Pour le moment, ses formules sont modestes. Raphaël Glucksmann ne dit pas explicitement qu’il sera candidat en 2027. Mais il faut le voir dans ses phrases distillées dans la presse – “Je veux peser”, «Je veux aider à construire», «J’y mettrai toutes mes forces» – le révélateur d’une nouvelle ambition. Depuis le 9 juin au soir, un changement s’opère. Avant cette date, il ne voyait qu’un destin européen et portait méthodiquement toutes les questions nationales au niveau continental. Cela l’agaçait même qu’on lui parle constamment de politique intérieure alors qu’il constatait quotidiennement le pouvoir insensé de l’Europe sur ses membres.
Le soir des élections européennes et ses 13,8% des voix ont été pour lui un tournant. D’abord parce que l’homme de 44 ans n’a pas eu le temps de savourer sa victoire car la bombe de dissolution l’écrasait déjà, le reléguant à la deuxième place tandis que le Nouveau Front populaire scellait son accord, sans lui. . «Le déclencheur psychologique réside dans le ressentiment de s’être fait voler sa victoire. L’amertume fait souvent avancer les choses. » analyse l’un de ses interlocuteurs socialistes. Ensuite, l’espace ouvert à gauche, avec le gouvernement très à droite de Michel Barnier, rend plus que jamais possibles les ambitions des sociaux-démocrates. « Évidemment, quand vous faites 14 % et qu’il y a une recomposition politique, vous savez que vous êtes dans le champ des possibles. Il ne lance pas une écurie Glucksmann mais c’est plutôt un acteur de gauche qui monte un collectif.» estime le député socialiste Jérôme Guedj, dont il est proche.

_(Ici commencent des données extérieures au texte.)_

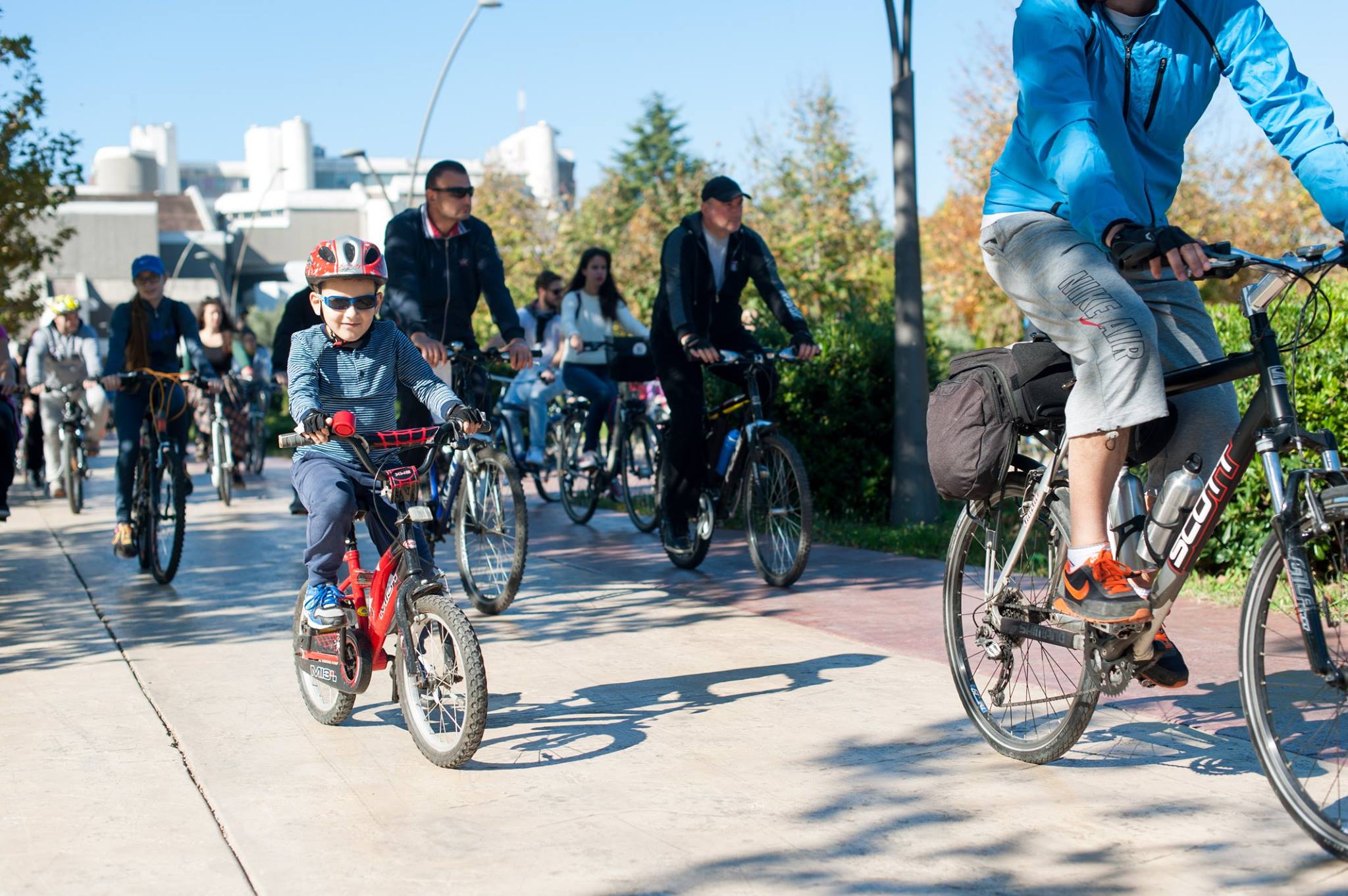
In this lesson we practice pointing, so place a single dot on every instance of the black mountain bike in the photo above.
(478, 496)
(74, 461)
(1029, 677)
(764, 474)
(631, 457)
(159, 488)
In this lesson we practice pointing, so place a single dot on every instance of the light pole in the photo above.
(360, 154)
(912, 495)
(243, 248)
(434, 95)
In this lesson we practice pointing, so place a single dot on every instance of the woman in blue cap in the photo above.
(145, 337)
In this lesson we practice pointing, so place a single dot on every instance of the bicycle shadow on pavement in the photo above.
(606, 718)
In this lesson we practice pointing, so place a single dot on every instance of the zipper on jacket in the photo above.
(1156, 93)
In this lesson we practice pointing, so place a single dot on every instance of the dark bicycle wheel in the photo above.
(1030, 699)
(491, 531)
(778, 511)
(580, 496)
(1299, 721)
(167, 515)
(638, 472)
(72, 470)
(142, 511)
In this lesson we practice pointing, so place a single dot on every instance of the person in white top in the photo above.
(590, 312)
(536, 387)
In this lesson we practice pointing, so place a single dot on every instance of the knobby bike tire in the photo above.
(432, 614)
(580, 496)
(1273, 660)
(1071, 695)
(700, 528)
(775, 557)
(169, 497)
(643, 432)
(488, 595)
(324, 703)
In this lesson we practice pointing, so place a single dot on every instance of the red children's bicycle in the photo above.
(438, 674)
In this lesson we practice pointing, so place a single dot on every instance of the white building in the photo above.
(247, 226)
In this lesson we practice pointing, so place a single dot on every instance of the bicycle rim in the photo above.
(491, 533)
(169, 512)
(1029, 699)
(1299, 722)
(778, 511)
(640, 460)
(442, 684)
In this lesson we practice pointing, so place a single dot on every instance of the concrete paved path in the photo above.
(652, 731)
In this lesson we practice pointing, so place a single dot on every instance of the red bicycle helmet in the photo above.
(346, 257)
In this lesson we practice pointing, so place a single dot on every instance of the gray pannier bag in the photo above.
(976, 416)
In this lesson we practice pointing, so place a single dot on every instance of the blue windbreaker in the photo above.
(1102, 122)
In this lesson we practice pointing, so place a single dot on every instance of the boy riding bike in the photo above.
(351, 362)
(1075, 231)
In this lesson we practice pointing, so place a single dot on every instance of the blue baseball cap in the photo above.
(151, 263)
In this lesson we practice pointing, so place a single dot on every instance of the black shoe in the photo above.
(1099, 592)
(1166, 667)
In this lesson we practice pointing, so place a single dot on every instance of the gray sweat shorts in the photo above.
(1122, 333)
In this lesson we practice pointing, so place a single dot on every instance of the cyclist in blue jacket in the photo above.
(1077, 203)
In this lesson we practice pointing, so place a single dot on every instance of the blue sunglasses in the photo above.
(343, 302)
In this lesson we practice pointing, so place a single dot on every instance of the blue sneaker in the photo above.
(323, 610)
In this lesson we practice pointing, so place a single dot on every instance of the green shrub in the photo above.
(1322, 383)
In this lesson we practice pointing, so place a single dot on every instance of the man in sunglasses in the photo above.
(441, 262)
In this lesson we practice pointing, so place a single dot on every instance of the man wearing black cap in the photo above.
(706, 264)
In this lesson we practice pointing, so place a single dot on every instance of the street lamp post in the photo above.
(360, 154)
(434, 95)
(243, 247)
(912, 495)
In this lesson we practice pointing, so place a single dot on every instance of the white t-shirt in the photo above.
(1125, 23)
(716, 249)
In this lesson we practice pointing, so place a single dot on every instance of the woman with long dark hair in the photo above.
(145, 334)
(226, 352)
(590, 311)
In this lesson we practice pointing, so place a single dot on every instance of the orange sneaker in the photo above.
(1099, 592)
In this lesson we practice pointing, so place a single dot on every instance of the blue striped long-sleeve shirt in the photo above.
(360, 378)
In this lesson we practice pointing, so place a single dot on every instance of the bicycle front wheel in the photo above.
(1299, 721)
(167, 516)
(580, 497)
(442, 682)
(778, 511)
(1030, 699)
(491, 531)
(640, 461)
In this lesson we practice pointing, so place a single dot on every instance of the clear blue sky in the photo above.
(361, 73)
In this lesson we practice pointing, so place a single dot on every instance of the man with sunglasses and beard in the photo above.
(441, 262)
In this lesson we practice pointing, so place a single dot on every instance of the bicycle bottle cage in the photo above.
(402, 484)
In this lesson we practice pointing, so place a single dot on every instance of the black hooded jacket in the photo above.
(688, 299)
(434, 282)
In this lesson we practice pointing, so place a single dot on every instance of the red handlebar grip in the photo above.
(344, 424)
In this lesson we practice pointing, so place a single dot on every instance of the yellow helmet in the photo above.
(63, 303)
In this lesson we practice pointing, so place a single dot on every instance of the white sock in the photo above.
(1079, 555)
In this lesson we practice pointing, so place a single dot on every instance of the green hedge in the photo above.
(1322, 380)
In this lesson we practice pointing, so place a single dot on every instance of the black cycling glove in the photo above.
(313, 422)
(1135, 244)
(697, 344)
(463, 414)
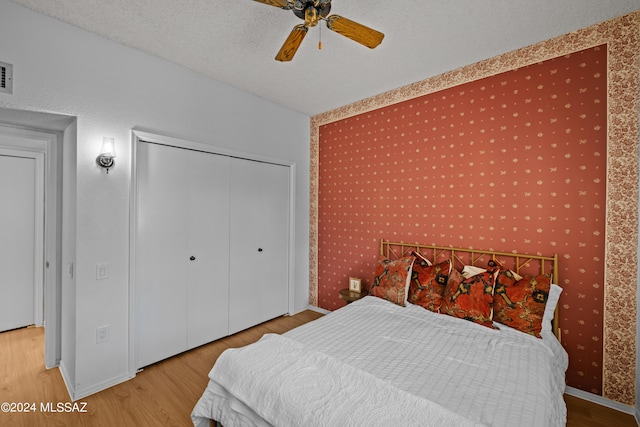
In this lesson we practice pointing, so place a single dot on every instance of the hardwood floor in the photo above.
(165, 393)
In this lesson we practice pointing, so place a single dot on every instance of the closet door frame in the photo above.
(136, 137)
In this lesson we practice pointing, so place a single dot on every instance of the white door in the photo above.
(182, 241)
(17, 241)
(259, 264)
(208, 291)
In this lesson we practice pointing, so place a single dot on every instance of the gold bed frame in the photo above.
(520, 263)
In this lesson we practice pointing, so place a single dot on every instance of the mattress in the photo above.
(493, 377)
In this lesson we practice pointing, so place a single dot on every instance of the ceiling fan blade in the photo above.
(357, 32)
(283, 4)
(292, 43)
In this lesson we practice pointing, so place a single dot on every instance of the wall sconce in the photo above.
(107, 154)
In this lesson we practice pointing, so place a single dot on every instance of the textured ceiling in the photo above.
(235, 41)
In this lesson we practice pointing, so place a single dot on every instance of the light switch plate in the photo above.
(102, 271)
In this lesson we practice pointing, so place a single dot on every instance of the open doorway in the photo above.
(39, 137)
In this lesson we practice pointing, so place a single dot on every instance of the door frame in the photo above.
(137, 136)
(43, 147)
(38, 229)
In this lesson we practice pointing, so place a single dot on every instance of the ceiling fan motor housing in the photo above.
(311, 11)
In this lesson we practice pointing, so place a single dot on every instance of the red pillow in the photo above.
(390, 279)
(520, 303)
(470, 298)
(428, 283)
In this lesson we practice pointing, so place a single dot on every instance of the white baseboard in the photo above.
(317, 309)
(65, 378)
(599, 400)
(95, 388)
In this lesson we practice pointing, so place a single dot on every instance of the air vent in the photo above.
(6, 78)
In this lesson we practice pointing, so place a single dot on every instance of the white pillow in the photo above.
(549, 310)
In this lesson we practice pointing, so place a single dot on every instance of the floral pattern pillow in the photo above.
(428, 283)
(391, 279)
(470, 298)
(521, 303)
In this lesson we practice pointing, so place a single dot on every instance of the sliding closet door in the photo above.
(182, 241)
(208, 292)
(161, 244)
(259, 224)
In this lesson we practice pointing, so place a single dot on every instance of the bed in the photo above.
(390, 358)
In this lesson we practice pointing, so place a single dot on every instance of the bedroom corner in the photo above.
(603, 359)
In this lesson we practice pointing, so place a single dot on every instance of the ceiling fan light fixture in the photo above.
(311, 16)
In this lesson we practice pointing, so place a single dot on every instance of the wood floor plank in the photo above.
(164, 393)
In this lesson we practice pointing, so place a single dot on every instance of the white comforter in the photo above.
(370, 349)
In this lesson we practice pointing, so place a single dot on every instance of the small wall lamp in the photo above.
(107, 154)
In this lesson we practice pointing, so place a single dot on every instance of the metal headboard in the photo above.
(520, 263)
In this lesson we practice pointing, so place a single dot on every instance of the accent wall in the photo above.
(518, 160)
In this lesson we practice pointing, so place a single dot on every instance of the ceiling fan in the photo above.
(312, 12)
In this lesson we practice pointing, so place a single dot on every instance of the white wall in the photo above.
(111, 89)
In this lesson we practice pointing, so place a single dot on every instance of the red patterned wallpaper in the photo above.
(515, 161)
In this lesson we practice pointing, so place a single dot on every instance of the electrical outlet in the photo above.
(102, 334)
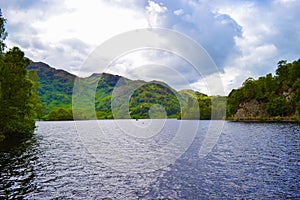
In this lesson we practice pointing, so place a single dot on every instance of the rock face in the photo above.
(251, 109)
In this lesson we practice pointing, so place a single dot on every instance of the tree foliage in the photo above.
(280, 93)
(18, 101)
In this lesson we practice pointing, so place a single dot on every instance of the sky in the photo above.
(244, 38)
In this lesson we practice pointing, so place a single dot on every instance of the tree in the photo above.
(18, 100)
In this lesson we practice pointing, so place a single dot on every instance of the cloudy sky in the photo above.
(244, 38)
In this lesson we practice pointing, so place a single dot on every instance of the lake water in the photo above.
(247, 161)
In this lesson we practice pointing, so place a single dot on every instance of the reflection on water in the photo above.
(250, 161)
(17, 167)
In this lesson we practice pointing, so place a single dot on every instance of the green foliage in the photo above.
(17, 95)
(145, 100)
(278, 106)
(60, 114)
(3, 33)
(280, 94)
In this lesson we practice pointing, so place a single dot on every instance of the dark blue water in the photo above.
(249, 161)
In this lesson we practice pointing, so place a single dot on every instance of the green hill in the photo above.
(56, 89)
(269, 97)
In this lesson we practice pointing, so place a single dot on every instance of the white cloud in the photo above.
(89, 24)
(244, 38)
(178, 12)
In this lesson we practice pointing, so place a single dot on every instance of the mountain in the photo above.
(269, 97)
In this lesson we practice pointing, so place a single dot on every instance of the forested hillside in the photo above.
(268, 97)
(19, 103)
(56, 89)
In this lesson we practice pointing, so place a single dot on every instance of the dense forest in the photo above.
(269, 97)
(56, 89)
(19, 103)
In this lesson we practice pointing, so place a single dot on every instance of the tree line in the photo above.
(18, 99)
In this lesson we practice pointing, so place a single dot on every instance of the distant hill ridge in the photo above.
(56, 89)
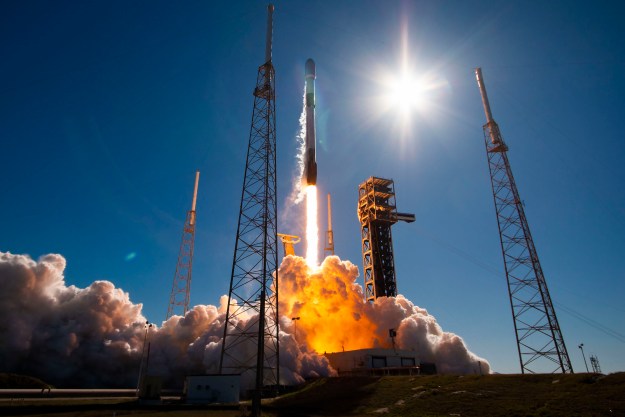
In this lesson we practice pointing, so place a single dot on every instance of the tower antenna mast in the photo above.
(250, 343)
(181, 288)
(539, 340)
(329, 249)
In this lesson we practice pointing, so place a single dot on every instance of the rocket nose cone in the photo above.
(310, 68)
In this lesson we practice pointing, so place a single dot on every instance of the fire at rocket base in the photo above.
(310, 159)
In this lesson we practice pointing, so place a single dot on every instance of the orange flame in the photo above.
(312, 230)
(330, 305)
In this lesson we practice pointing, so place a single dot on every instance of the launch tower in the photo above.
(539, 339)
(377, 213)
(250, 342)
(181, 288)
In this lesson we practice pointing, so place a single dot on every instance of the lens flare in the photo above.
(312, 230)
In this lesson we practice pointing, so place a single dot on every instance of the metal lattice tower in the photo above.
(250, 342)
(181, 288)
(377, 213)
(594, 362)
(539, 339)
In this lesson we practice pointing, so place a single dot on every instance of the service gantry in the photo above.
(539, 339)
(377, 212)
(181, 288)
(250, 344)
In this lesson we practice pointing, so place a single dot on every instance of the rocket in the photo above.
(310, 159)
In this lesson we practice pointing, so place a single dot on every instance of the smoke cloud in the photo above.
(94, 336)
(335, 317)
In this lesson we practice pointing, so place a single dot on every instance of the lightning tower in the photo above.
(329, 249)
(377, 213)
(539, 340)
(181, 288)
(250, 342)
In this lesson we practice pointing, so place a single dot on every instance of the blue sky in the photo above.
(108, 108)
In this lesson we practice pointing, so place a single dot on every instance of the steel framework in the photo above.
(181, 287)
(250, 343)
(539, 339)
(377, 212)
(594, 362)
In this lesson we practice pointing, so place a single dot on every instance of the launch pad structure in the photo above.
(539, 338)
(181, 287)
(377, 212)
(250, 345)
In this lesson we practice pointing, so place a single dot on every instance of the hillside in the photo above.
(490, 395)
(13, 381)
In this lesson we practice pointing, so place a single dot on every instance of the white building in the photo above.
(375, 362)
(207, 389)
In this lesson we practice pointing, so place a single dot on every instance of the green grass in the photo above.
(16, 381)
(421, 396)
(491, 395)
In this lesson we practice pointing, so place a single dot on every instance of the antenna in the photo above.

Européennes : la parenthèse Glucksmann
Crise croissante
Après un été silencieux – il n’a soutenu aucun des prétendants de gauche à Matignon – Raphaël Glucksmann multiplie les prises de parole cet automne. Il a également invité hier et aujourd’hui la gauche sociale-démocrate à La Réole, en Gironde, autour de son mouvement Place publique, pour participer à des rencontres, des ateliers, et assister à son discours de clôture cet après-midi, sur le même format que n’importe quelle école d’été politique. C’est la première fois que l’essayiste se lance dans ce type d’exercice, même s’il n’est en rien un partisan.
Il ne s’est jamais passionné pour les horreurs du PS et a même vu avec consternation la logique parfois sectaire prendre le pas sur le reste. Mais elle doit désormais concilier sa singularité avec celle d’une organisation politique plus traditionnelle, alors qu’elle est confrontée à une crise de croissance. Créé en 2018, son mouvement Place publique a vu ses adhérents bondir de 400 % en un an, passant de 1 500 à 11 000 adhérents. « Nous avons grandi numériquement, il faut maintenant nous structurer », fait valoir Raphaël Glucksmann auprès de plusieurs socialistes. “Il est bien conscient que le changement d’échelle nécessite un dépassement de soi”, confie l’un d’eux. Mais pour l’heure, le mouvement, co-présidé par la députée européenne Aurore Lalucq, ne compte que deux parlementaires en France : le apparenté député PS Aurélien Rousseau, ancien ministre de la Santé sous Emmanuel Macron, et le sénateur de Paris Bernard Jomier.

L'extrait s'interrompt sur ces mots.